That Time Call Of Duty Let You Shoot Up An Airport

That Time Call Of Duty Let You Shoot Up An Airport

Few games give you the option to skip over a mission before you play it, but Call of Duty: Modern Warfare 2‘s controversial “No Russian” mission is one of them. Even today, the stage that made players terrorists remains remains shocking.

Yes, that actually happened.

Here’s the image greeting players before the single-player campaign started:

There’s no context here whatsoever, but it suggests there’s something coming later in the game. That turned out to be the “No Russian” mission.

Pretty early into Modern Warfare 2‘s campaign, players assume the role of an undercover CIA agent who’s seemingly infiltrated a group of Russian terrorists under the leadership of Vladimir Makarov. Players are not sitting around a table and sipping vodka, however. Instead, they have joined Makarov and several others to menace a Russian airport, where they plan to mow down innocents. The mission’s title comes from Makarov; the whole reason they’re targeting the airport — and not speaking — is to ensure Americans are blamed for the incident.

The opening scene, as depicted in the GIF above, is brutal. Bullets unload on an unsuspecting crowd, and the body count quickly begins to rise. Most players, thinking they needed to play along, probably decided to start shooting — at the time, I did. But the game never forces you do anything, and it’s entirely up to the player whether a single shot is fired from their gun. Dozens of people will die, regardless of what you decide to do, but active participation is left to the player.

This made some players feel awful, resulting in memes like this:

Modern Warfare 2 developer Infinity Ward said little about “No Russian” at the time, allowing the game to speak for itself. But years later, game designer Mohammad Alavi did speak with writer Matthew Burns about the response:

“It isn’t really relevant whether that makes you enjoy the entertainment experience even more because you’re being naughty (à la Grand Theft Auto) or it engrosses you further into the story and makes you resent your actions. What’s relevant is that the level managed to make the player feel anything at all,” he says.

“In the sea of endless bullets you fire off at countless enemies without a moment’s hesitation or afterthought, the fact that I got the player to hesitate even for a split second and actually consider his actions before he pulled that trigger — that makes me feel very accomplished.”

When the mission became public leading up to the released, it caused waves.
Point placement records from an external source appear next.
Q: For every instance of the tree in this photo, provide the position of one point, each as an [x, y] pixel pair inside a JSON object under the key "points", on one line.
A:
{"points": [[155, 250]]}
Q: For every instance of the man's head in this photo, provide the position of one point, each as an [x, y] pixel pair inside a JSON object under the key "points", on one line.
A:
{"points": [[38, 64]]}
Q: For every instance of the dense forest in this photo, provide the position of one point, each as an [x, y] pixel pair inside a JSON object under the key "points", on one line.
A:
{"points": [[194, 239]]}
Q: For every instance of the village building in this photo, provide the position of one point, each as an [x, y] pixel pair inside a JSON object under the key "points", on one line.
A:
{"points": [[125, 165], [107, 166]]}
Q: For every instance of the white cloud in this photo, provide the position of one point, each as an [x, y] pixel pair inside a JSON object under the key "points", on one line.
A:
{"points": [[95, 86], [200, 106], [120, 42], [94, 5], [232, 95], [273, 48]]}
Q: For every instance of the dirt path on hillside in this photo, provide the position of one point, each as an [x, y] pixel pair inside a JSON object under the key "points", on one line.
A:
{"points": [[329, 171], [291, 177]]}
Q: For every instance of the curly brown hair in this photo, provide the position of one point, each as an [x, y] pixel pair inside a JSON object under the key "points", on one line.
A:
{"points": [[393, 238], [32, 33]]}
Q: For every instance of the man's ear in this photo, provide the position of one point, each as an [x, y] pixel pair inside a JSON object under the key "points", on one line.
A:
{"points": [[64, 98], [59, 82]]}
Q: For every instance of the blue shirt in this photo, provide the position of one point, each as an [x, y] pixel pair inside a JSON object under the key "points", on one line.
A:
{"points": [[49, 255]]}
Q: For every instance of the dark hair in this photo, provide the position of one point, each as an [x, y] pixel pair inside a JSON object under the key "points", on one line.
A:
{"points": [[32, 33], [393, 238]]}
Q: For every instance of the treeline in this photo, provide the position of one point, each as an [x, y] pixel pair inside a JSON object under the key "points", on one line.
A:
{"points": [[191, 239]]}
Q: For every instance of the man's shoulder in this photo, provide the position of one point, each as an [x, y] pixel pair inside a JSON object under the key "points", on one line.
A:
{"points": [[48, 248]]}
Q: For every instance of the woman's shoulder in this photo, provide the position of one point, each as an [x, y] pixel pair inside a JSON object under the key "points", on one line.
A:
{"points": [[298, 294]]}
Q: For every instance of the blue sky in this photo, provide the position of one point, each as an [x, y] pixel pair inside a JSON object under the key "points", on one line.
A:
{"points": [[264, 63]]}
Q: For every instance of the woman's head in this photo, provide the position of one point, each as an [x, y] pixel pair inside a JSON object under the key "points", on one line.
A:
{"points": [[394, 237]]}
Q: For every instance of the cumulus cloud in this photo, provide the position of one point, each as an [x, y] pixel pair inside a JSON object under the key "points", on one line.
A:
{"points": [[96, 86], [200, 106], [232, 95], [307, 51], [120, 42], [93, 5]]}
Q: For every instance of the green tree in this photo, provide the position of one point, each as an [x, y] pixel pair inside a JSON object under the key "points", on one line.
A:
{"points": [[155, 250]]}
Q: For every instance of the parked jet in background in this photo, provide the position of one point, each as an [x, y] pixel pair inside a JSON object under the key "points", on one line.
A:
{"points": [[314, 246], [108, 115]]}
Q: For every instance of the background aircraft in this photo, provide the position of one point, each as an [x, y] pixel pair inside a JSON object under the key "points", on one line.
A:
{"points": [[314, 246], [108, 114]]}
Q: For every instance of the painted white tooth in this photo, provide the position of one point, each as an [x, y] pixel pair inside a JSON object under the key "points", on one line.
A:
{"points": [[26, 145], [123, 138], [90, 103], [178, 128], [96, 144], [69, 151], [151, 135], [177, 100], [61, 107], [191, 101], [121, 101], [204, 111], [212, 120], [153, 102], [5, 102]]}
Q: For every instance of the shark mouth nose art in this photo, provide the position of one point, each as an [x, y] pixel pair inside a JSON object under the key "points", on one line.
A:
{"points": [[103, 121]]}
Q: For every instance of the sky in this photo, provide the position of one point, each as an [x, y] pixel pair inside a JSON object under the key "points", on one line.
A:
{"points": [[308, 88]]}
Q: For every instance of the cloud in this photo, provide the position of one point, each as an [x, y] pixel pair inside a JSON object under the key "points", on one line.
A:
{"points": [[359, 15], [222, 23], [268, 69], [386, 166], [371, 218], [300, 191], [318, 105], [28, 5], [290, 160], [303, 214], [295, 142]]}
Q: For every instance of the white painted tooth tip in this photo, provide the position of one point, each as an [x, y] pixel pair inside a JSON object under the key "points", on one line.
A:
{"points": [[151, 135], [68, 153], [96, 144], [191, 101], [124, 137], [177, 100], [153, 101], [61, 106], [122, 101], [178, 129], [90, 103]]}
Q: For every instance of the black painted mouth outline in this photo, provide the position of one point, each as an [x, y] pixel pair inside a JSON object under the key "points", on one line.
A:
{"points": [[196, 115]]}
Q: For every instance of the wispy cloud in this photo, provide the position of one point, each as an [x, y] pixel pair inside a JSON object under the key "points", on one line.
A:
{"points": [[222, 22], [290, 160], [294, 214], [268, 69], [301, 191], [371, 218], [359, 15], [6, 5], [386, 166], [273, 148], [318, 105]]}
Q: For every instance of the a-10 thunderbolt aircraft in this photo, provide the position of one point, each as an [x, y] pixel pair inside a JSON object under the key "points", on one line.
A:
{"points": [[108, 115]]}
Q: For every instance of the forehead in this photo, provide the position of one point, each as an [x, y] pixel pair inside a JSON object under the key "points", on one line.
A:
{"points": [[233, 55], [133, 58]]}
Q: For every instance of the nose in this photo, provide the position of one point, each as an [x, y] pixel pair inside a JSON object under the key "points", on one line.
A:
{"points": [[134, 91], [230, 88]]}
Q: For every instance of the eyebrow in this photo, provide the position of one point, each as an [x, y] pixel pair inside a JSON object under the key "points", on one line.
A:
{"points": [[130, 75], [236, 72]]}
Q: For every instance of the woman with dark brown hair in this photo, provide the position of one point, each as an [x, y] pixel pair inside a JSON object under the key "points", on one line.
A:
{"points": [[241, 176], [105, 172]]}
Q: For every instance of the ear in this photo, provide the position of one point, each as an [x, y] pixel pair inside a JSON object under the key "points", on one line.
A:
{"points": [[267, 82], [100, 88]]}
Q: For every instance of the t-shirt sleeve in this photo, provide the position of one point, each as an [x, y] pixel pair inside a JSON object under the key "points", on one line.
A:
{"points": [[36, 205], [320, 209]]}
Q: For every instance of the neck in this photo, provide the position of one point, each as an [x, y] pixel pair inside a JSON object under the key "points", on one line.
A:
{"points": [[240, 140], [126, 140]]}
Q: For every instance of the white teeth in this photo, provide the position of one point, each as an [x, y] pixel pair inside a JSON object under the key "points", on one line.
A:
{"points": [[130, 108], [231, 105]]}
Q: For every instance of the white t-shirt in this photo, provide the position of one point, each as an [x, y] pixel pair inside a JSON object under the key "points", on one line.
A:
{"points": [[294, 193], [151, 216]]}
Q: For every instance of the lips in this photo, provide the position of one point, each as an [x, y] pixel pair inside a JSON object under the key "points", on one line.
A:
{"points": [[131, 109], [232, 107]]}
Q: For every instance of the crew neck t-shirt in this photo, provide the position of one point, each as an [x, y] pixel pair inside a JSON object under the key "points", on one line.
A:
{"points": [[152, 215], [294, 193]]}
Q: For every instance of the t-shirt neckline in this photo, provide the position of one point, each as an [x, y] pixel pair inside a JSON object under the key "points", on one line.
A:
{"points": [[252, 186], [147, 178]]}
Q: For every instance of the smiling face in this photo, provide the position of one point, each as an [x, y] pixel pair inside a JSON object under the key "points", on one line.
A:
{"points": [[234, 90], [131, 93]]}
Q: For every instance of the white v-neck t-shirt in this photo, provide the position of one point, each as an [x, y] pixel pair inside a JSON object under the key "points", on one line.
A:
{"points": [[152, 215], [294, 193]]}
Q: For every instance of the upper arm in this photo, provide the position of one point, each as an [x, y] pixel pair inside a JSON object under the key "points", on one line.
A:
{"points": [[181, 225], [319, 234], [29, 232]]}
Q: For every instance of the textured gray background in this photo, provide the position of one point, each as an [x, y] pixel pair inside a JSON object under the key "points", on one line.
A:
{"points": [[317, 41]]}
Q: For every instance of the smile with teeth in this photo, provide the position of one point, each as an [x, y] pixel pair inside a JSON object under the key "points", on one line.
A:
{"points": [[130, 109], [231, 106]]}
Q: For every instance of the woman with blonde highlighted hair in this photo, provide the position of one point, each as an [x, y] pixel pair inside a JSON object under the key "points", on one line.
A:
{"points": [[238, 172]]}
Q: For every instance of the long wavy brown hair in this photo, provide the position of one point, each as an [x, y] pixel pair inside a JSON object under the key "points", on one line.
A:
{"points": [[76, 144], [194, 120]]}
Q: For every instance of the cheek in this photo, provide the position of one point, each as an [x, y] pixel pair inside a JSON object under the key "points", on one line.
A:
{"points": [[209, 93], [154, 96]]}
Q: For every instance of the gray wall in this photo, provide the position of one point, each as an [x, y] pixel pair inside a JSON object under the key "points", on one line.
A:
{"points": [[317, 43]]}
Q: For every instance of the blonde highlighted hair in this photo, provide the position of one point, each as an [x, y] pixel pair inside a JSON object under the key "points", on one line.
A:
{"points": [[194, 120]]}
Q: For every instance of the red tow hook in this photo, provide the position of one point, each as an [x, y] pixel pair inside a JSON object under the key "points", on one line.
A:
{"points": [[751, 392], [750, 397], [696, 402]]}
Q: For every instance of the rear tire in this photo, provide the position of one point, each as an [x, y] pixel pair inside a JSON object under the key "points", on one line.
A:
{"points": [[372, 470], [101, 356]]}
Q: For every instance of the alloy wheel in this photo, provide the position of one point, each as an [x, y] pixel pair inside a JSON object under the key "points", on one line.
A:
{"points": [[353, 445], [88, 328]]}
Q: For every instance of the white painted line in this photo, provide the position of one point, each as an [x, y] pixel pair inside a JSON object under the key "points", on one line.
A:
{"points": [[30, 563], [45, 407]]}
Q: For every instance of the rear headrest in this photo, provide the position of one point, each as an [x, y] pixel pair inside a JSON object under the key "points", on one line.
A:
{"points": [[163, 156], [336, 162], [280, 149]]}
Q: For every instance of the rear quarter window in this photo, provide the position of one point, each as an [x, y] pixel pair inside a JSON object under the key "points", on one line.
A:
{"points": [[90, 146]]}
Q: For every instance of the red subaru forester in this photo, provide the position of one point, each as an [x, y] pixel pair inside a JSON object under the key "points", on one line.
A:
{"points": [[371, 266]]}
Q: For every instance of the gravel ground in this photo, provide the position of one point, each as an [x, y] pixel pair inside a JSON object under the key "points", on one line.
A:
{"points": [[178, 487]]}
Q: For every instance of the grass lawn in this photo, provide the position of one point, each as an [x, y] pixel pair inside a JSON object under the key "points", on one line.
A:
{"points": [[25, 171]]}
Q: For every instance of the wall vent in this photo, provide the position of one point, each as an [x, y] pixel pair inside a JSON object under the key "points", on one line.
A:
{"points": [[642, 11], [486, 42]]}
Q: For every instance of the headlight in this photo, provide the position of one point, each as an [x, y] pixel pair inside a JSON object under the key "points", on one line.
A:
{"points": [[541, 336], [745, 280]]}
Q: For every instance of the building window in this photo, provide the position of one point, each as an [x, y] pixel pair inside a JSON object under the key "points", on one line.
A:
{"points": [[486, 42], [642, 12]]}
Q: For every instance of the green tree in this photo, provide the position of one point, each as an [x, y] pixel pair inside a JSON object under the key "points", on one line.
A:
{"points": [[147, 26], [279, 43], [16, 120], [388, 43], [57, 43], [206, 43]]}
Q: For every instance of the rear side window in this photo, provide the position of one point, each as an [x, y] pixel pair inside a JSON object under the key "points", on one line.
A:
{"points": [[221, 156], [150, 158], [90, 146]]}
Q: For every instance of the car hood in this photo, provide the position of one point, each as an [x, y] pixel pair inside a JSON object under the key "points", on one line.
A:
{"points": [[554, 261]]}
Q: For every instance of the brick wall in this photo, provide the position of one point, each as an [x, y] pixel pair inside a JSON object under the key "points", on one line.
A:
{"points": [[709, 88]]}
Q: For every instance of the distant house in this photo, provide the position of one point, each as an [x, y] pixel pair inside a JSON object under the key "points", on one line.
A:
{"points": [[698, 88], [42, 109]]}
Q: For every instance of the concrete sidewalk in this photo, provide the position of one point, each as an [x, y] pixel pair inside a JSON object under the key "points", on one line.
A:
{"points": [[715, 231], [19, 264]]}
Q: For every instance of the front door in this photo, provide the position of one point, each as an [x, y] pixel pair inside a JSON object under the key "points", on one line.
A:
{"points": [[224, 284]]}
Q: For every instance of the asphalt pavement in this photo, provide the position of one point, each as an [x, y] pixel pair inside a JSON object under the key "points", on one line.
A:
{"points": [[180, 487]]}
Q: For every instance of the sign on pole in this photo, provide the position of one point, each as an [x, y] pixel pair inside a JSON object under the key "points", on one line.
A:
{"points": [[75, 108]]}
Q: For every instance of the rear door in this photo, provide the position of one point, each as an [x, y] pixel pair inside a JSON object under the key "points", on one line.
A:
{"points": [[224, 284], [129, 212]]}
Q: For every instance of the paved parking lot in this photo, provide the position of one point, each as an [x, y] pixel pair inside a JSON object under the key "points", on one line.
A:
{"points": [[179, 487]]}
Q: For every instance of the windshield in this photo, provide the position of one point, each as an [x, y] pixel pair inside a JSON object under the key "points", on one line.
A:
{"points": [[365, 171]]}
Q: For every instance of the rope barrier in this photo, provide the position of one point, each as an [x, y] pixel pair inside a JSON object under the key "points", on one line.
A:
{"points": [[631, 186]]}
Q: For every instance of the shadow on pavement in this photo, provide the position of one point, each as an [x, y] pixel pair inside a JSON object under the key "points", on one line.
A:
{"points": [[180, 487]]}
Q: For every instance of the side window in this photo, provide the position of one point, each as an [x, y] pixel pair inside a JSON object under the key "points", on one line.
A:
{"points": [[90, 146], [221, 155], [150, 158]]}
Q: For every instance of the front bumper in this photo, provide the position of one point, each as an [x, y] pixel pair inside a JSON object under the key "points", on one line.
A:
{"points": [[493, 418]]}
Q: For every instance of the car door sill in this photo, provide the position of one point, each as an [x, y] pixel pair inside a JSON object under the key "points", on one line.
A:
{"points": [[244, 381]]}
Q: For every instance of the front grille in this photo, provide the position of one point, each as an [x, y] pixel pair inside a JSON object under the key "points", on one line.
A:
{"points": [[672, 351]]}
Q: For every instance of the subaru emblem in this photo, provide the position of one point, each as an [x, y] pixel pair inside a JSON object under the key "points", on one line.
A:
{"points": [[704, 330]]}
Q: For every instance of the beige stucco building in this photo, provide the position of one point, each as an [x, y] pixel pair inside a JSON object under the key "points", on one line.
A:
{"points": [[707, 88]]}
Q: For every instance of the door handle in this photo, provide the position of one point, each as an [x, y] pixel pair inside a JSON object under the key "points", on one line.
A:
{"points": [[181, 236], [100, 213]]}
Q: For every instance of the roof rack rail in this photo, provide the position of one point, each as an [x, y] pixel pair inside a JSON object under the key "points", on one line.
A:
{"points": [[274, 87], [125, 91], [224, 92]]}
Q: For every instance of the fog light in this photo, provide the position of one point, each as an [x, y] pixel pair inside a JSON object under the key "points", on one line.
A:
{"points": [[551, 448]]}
In Japan and Germany, the game was altered to trigger a mission failed screen if players decided to shoot the civilians. In Russia, it was straight up removed.

It also caused the usual hyperbole about the impact of violence in games. Per a MCV article from 2009, it was debated on the BBC One’s The Big Questions morning show. Here’s retired Bishop of Hulme, the Reverend Stephen Lowe:

“If you are in that role, which is a terrorist in a game killing other people with massive violence coming back at you on the screen, and [you’re getting a] thrill from that, I think that’s actually sick. We need to sort that out.

“I don’t think it should be in a game, because gaming for me is not about that sort of process. When I was young, [society was] worried about horror comics — because they were going to pollute the minds of young people and make them violent. This is very different from that; this is taking on the role of a terrorist in a way that relates to the news — what we actually see on our [TV] screens. That is fundamentally different. It somehow says: ‘Maybe this is all right.’ It isn’t.”

For players who felt uncomfortable with the scene, Infinity Ward tried to sidestep problems by removing any unlockables from “No Russian.” If you skipped past it, you could still get every achievement in the game.

The point of the brutality, according to the mission’s architect, was to feel:

“I’ve read a few reviews that said we should have just shown the massacre in a movie or cast you in the role of a civilian running for his life,” Alavi continues. “Although I completely respect anyone’s opinion that it didn’t sit well with them, I think either one of those other options would have been a cop out… [W]atching the airport massacre wouldn’t have had the same impact as participating (or not participating) in it. Being a civilian doesn’t offer you a choice or make you feel anything other than the fear of dying in a video game, which is so normal it’s not even a feeling gamers feel anymore.”

Mission accomplished.

The Call of Duty series has seen many games since then — Modern Warfare 3, Black Ops, Black Ops 2, Ghosts, Advanced Warfare — but nothing in those games have caused anything like the heated conversations that came out of “No Russian.”